USA — Drivers traveling along Highway 138 between Lake Silverwood and the backside of Crestline probably don’t even think twice about the sign directing visitors to Pilot Rock Conservation Camp No. 15.
A camp for tourists? Maybe a Boy Scout or Girl Scout camp? No, it’s one of the California Department of Corrections and Rehabilitation (CDCR) 44 conservation camps created to house convicted felons.
You won’t see chain link fences around the perimeter of Pilot Rock Conservation Camp, nor guard towers with armed guards keeping watch.
Constructed in 1959, Pilot Rock, along with the other conservation camps in California, is designed for minimum custody inmates. In order to be eligible to participate in the program, inmates must be physically fit and have no history of violent crimes including kidnapping, sex offenses, arson or escape.
The mission of the state’s camp program is to provide cooperative agencies with an able-bodied, trained work force for fire suppression and other emergencies such as floods and earthquakes, according to the Conservation Camps website.
In addition, inmate crews work on conservation projects on public lands and also provide a trained labor force for local community services projects such as tree removal.
The program teaches firefighting teamwork, Lt. Peter Spoto, camp commander for Pilot Rock, said. Inmates work side by side, and learn how to get along with each other.
Unlike inmates housed in any of the state’s prisons, conservation camp inmates must learn tolerance and to depend on each other.
They work side by side on a fire line, and they learn that the enemy is the fire raging in front of them, not each other, Spoto said.
Inmates are housed in dormitories at the camp, and receive training in how to fight a wildland fire.
Inmates work in teams, and fire suppression skills are taught by supervisors from Cal Fire or other agencies such as Los Angeles County Fire.
Several of the inmates have gone on to jobs with the U.S. Forest Service, or Cal Fire, Spoto said.
But inmates have other career paths to follow other than firefighting. Some have gone on to be plumbers, electricians, wastewater treatment experts and cooks, skills learned at a conservation camp.
Inmates can make $1.45 a day, while cooks can make $2.50 a day, depending on their skills. Once dispatched to fight a wildfire, inmates make $1 an hour.
The program has saved taxpayers roughly $80 million a year in firefighting services, said Spoto.

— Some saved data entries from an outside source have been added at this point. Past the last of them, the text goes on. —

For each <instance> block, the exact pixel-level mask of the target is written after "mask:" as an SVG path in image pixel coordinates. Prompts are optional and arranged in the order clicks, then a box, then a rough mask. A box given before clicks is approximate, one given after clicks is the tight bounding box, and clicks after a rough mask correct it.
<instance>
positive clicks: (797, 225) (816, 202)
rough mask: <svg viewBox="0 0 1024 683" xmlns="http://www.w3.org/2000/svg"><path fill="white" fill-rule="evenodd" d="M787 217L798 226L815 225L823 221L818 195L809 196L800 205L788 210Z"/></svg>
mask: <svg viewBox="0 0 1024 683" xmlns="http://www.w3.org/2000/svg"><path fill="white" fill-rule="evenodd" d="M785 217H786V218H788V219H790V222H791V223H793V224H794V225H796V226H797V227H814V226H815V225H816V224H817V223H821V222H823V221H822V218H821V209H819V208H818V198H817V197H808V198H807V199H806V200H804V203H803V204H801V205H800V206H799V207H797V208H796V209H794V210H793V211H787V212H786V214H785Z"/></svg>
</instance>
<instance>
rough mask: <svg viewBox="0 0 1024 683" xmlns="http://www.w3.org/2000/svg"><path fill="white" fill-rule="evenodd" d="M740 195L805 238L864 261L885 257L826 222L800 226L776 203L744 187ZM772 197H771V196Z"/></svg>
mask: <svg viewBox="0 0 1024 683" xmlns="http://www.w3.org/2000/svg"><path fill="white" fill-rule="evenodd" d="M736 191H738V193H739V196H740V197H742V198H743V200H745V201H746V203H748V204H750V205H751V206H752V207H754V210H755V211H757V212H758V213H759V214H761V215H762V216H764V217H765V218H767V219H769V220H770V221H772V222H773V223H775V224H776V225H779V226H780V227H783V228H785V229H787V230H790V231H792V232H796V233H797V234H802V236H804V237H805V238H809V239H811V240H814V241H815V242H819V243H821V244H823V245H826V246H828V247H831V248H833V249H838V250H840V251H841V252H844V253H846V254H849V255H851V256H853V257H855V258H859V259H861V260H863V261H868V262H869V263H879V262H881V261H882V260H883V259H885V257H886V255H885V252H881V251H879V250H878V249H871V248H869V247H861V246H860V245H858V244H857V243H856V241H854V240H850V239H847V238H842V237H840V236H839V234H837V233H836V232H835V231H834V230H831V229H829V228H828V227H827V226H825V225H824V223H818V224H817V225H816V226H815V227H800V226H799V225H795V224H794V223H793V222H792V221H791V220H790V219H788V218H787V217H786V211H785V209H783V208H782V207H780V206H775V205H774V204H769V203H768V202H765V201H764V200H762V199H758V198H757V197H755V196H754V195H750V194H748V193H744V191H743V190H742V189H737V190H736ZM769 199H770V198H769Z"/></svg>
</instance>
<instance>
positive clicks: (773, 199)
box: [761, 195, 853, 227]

Inmates also help with snow removal and sandbagging for flood control work.
Mountain residents probably have seen crews out working on the highway, clearing brush or felling trees. Inmates are dressed in orange-colored helmets and work clothes, with the words CDC prisoner printed on one leg and on the backs of their shirts and jackets.
Spoto said while residents can be appreciative of the work inmate crews do, fighting fires or clearing brush, a simple thank you is sufficient, he said.
We want people to know not to give them anything, he said. They are not allowed to have any contraband.
Residents especially shouldn’t be offering inmates rides.
An inmate, Edward David Torrison, 23, walked away from Pilot Rock earlier this year. He was found wandering around El Cajon in San Diego County. He’s now being housed at the California Institution for Men in Chino.
We usually catch them with hours, Spoto said. Once they run away, they’re never allowed to come back to a Conservation Camp.